Internally, in the app, what it does is that it looks this up, by ID, on the AmazonAffiliateLookup ORM model. Suppose it wasn't there in the PostgreSQL, it uses the Amazon Affiliate Product Details API, to look it up and when the results come in it stores a copy of this in PostgreSQL so we can re-use this URL without hitting rate limits on the Product Details API. Lastly, in a piece of Django view code, it carefully scrubs and repackages this result so that only the fields used by the React rendering code is shipped between the server and the browser. That "scrubbed" piece of data is actually much smaller. Partly because it limits the results to the first/best match and it deletes a bunch of things that are never needed such as ProductTypeName, Studio, TrackSequence etc. The proportion is roughly 23x.
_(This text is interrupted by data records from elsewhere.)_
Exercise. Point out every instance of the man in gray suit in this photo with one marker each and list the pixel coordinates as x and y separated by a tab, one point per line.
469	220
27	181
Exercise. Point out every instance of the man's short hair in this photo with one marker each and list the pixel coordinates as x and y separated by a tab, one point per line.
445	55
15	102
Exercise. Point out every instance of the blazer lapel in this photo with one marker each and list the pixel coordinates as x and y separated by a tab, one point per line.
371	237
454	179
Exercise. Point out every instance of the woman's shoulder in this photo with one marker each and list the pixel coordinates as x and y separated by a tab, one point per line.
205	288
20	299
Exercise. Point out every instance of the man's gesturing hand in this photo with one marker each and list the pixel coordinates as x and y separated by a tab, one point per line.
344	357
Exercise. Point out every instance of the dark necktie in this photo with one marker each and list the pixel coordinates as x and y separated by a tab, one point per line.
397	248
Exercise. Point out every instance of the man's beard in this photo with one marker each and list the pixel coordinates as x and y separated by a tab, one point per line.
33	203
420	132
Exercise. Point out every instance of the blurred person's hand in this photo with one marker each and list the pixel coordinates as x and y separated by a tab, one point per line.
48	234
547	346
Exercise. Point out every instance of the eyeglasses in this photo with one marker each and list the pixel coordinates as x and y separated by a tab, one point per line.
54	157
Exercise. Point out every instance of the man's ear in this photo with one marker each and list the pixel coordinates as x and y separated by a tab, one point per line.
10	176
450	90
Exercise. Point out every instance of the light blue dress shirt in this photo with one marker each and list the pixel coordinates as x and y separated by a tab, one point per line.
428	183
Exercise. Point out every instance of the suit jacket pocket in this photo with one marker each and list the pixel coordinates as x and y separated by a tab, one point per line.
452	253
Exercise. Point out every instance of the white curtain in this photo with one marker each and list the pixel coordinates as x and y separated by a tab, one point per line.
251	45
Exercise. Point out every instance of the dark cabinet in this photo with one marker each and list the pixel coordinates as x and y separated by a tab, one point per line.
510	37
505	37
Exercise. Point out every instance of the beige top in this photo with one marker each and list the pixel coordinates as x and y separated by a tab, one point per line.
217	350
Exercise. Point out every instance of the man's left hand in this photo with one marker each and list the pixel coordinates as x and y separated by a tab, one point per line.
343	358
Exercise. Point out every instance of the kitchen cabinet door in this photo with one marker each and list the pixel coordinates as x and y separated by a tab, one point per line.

I.e. of the 3GB of JSON blobs stored in PostgreSQL only 130MB is ever transported from the server to the users.

Again, Nginx?

Nginx has a built in reverse HTTP proxy cache which is easy to set up but a bit hard to do purges on. The biggest flaw, in my view, is that it's hard to get a handle of how much RAM this it's eating up. Well, if the total possible amount of data within the server is 130MB, then that is something I'm perfectly comfortable to let Nginx handle cache in RAM.

Good HTTP performance benchmarking is hard to do but here's a teaser from my local laptop version of Nginx:

▶ hey -n 10000 -c 10 https://songsearch.local/api/song/1810960/affiliate/amazon-itunes

Summary:
  Total:    0.9882 secs
  Slowest:  0.0279 secs
  Fastest:  0.0001 secs
  Average:  0.0010 secs
  Requests/sec: 10119.8265


Response time histogram:
  0.000 [1] |
  0.003 [9752]  |■■■■■■■■■■■■■■■■■■■■■■■■■■■■■■■■■■■■■■■■
  0.006 [108]   |
  0.008 [70]    |
  0.011 [32]    |
  0.014 [8] |
  0.017 [12]    |
  0.020 [11]    |
  0.022 [1] |
  0.025 [4] |
  0.028 [1] |


Latency distribution:
  10% in 0.0003 secs
  25% in 0.0006 secs
  50% in 0.0008 secs
  75% in 0.0010 secs
  90% in 0.0013 secs
  95% in 0.0016 secs
  99% in 0.0068 secs

Details (average, fastest, slowest):
  DNS+dialup:   0.0000 secs, 0.0001 secs, 0.0279 secs
  DNS-lookup:   0.0000 secs, 0.0000 secs, 0.0026 secs
  req write:    0.0000 secs, 0.0000 secs, 0.0011 secs
  resp wait:    0.0008 secs, 0.0001 secs, 0.0206 secs
  resp read:    0.0001 secs, 0.0000 secs, 0.0013 secs

Status code distribution:
  [200] 10000 responses

10,000 requests across 10 clients at rougly 10,000 requests per second. That includes doing all the HTTP parsing, WSGI stuff, forming of a SQL or Redis query, the deserialization, the Django JSON HTTP response serialization etc. The cache TTL is controlled by simply setting a Cache-Control HTTP header with something like max-age=86400.

Now, repeated fetches for this are cached at the Nginx level and it means it doesn't even matter how slow/fast the database is. As long as it's not taking seconds, with a long Cache-Control, Nginx can hold on to this in RAM for days or until the whole server is restarted (which is rare).

Conclusion

If you the total amount of data that can and will be cached is controlled, putting it in a HTTP reverse proxy cache is probably order of magnitude faster than messing with chosing which database to use.